MEMBER: American Association of Physical Anthropologists, Society for American Archaeology, American Society of Mammalogists, Society of Vertebrate Paleontologists, American Association for the Advancement of Science (fellow, 2001), U.S. Dressage Federation, American Horse Shows Association, Maryland Dressage Association, Smith College Alumni Association, Smith College Club.

AWARDS, HONORS: Rhone-Poulenc science book award, for The Wisdom of the Bones: In Search of Human Origins; Phi Beta Kappa science book prize and Los Angeles Times science book prize finalist, both for Taking Wing: Archaeopteryx and the Evolution of Flight.


Life History of a Fossil, Harvard University Press (Cambridge, MA), 1981.

Reconstructing the Paleoecology and Taphonomic History of Ramapithecus Wickeri at Fort Ternan, Kenya, Museum of Anthropology, University of Missouri-Columbia (Columbia, MO), 1982.

(With husband, Alan Walker, and David Bichell) The Human Skeleton, Harvard University Press (Cambridge, MA), 1985.

(With Erik Trinkaus) The Neandertals: Changing the Image of Mankind, Knopf (New York, NY), 1993, published as The Neandertals: Of Skeletons, Scientists, and Scandal, Vintage Books (New York, NY), 1994.

The Evolution of Racism: Human Differences and the Abuse of Science, Simon & Schuster (New York, NY), 1994.

(With Alan Walker) The Wisdom of the Bones: In Search of Human Origins, Knopf (New York, NY), 1996.
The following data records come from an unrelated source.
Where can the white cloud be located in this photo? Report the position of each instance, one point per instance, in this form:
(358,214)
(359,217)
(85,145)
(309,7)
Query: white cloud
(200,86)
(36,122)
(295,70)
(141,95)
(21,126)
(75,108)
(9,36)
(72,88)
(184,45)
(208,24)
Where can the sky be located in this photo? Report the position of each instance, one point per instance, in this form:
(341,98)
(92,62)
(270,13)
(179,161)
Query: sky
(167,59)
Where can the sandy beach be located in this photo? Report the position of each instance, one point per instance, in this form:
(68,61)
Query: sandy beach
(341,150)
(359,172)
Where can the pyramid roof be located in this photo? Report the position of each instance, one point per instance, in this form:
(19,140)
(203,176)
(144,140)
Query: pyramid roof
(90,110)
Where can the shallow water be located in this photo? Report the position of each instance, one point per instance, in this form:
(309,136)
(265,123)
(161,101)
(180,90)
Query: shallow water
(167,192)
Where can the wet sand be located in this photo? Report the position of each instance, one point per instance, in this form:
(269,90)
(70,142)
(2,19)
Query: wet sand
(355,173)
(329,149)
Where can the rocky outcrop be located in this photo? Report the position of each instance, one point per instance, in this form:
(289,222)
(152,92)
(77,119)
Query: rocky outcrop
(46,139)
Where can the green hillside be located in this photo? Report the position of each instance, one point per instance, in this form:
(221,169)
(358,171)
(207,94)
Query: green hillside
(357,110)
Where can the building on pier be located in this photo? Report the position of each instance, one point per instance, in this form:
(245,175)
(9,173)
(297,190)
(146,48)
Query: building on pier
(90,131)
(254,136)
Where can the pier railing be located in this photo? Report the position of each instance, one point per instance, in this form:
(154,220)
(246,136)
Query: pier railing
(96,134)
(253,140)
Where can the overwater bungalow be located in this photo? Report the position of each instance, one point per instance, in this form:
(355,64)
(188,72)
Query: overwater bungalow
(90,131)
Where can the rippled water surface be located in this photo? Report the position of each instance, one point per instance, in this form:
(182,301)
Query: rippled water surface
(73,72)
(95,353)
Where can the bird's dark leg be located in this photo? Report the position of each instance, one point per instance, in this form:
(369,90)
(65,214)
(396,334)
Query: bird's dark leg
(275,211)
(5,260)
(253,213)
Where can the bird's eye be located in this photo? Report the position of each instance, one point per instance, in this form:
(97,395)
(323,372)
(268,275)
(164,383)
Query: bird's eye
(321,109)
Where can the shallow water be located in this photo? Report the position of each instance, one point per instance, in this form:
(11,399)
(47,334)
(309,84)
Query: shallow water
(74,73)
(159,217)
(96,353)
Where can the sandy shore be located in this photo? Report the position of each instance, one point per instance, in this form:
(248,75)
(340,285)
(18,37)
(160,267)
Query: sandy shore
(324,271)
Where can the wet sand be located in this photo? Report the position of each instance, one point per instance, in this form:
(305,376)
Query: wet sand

Taking Wing: Archaeopteryx and the Evolution of Flight, Simon & Schuster (New York, NY), 1998.

The Man Who Found the Missing Link: Eugene Dubois' Lifelong Quest to Prove Darwin Right, Simon & Schuster (New York, NY), 2001, published as The Man Who Found the Missing Link: The Extraordinary Life of Eugene Dubois-,Weidenfeld & Nicolson (London, England), 2001.

The Stolen Woman: Florence Baker's Extraordinary Life from the Harem to the Heart of Africa, Bantam (New York, NY), 2004.

To the Heart of the Nile: Lady Florence Baker and the Exploration of Central Africa, Morrow (New York, NY), 2004.

(With Alan Walker) The Ape in the Tree: An Intellectual and Natural History of Proconsul, Belknap Press of Harvard University Press (Cambridge, MA), 2005.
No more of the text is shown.